SubCell Evaluation Data From OpenCell

Version v1.0,

processed

released 18 Nov 2024

Developed By
  • The Lundberg Lab (Stanford University)
  • Chan Zuckerberg Initiative

This dataset was created to evaluate SubCell models using images from OpenCell. The maximum-intensity z-projection images were cropped centering around each nucleus. The pixel size and image size were further adjusted to match the training data for SubCell. Both the cropped images without further resizing and final processed data are available in 16-bit PNG files.

Dataset Overview

Data Type

Fluorescence microscopy images

Citation

Available Winter 2024

Dataset Card Authors

Chan Zuckerberg Initiative

Dataset Card Contact

virtualcellmodels@chanzuckerberg.com

Uses

Primary Use Cases

  • Evaluate performance and extensibility of SubCell models
  • Train or evaluate other machine learning models

Out-of-Scope or Unauthorized Use Cases

Do not use the dataset for the following purposes:

Dataset Structure

Under s3://czi-subcell-public/opencell-processed/ there are three items:

  • The intermediate folder (18.6 GB) contains single-cell crops from the z-projected images from OpenCell.
  • The resized folder (101.5 GB) contains single-cell crops resized to match the pixel size of SubCell training data from the HPA.
  • Opencell.metadata.formatted.csv (21.5 MB) contains metadata.

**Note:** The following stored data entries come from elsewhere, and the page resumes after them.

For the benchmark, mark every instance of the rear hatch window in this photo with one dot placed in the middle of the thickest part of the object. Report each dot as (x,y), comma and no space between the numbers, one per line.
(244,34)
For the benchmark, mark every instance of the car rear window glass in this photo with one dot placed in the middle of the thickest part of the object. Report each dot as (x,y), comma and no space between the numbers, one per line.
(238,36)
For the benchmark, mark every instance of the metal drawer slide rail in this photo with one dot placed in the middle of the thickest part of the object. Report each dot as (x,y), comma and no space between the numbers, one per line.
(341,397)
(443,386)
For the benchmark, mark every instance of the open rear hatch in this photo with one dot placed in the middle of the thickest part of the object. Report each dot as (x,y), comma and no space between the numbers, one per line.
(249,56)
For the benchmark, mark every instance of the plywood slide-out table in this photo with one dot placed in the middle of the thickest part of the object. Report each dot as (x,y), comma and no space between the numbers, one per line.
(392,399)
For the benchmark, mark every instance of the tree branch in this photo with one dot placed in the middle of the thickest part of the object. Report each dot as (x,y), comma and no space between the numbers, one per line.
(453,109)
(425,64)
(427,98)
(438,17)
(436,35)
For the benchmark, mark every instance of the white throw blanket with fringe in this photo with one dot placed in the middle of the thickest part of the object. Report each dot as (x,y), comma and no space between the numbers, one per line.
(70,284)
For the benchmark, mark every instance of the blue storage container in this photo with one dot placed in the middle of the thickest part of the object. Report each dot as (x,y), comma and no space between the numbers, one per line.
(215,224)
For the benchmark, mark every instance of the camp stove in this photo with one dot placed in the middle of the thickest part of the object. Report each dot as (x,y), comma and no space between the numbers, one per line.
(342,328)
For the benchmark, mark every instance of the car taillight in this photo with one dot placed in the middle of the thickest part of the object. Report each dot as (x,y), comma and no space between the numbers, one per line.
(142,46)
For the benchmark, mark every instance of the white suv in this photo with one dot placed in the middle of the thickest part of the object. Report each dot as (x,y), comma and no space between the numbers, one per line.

Personal and Sensitive Information

No personal and sensitive information is included.

Dataset Creation

Curation Rationale

This dataset was generated to evaluate the performance and extensibility of SubCell models, which expects a certain input format and pixel size.

Source data

  • OpenCell Dataset

Who are the source data producers?

The Leonetti Lab (Chan Zuckerberg Biohub) and the Mann Lab (Max Plank Institute)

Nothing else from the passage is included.